The only one caveat and stain on the whole experience had to be Ryan O'Neal. By all accounts, when he didn't speak his performance worked; all those pensive looks through soulful, haunted eyes helped build that mentioned tone of loneliness and isolation within this hidden industry. But the moment he had to speak more than 3 words, the magic was totally lost. While I'm not sure Bruce Dern worked as the amoral cop either; by all accounts a better actor but just felt a bit miscast with that scarecrow physique and Garfunkel hair.
If this had of had a big budget I think it could have been really something as a film. The concepts are outstanding and not far from believable.
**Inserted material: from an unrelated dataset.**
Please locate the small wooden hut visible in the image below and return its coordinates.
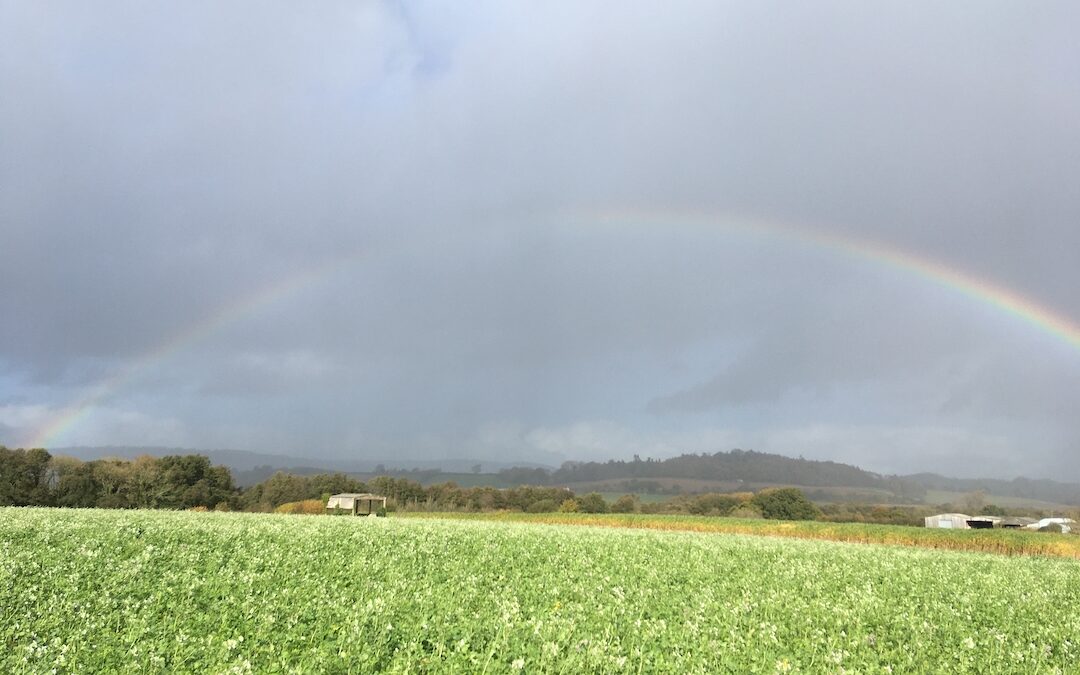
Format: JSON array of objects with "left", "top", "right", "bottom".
[{"left": 326, "top": 493, "right": 387, "bottom": 516}]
Watched a film called Clash on Prime.
It's set in 2013 in Egypt during the protests there. The entire thing takes place in the back of a police van, and the only times we see outside are through the tiny windows or the occasionally open back door. It starts with two American/Egyptian AP journalists being thrown into the back of the van, and as the van moves around through the protests more and more people are locked up with them. Some are Muslim Brotherhood, some are pro Army, some have just been caught up in the chaos, and they go back and forth between fighting with each other, and trying to ensure they all survive the ordeal. The confines of the setting do an amazing job at putting you in the situation, the claustrophobia, the heat, the fear, are all felt. It was probably the subtitles on Prime, which are routinely awful, but the dialogue at times did feel like the weak link, and the novelty of the setting did start to wear thin towards the end. But all in all I'd recommend it.
Crimes of the Future (2022)
I finally made time to watch this and thought it was well worth the wait - a number of reviews had suggested it was a bit of a patchwork of past Cronenberg films, but I enjoyed enjoyed instead as a sort of convergence of various ideas and themes that have informed his previous films. I've long had a soft spot for Videodrome and this feels like a very complementary film to that, sharing as it does not just concerns about sex and human evolution but also the influence of forces acting behind the scenes for their own interests.
Ultimately if you haven't enjoyed any previous Cronenberg films this wouldn't change your mind; for anyone who has enjoyed his work this is an interesting synthesis of themes and interests from previous films.
Watched Hulu's Freak recently. Quite enjoyed it. It wasn't perfect but not a bad modern thriller/horror.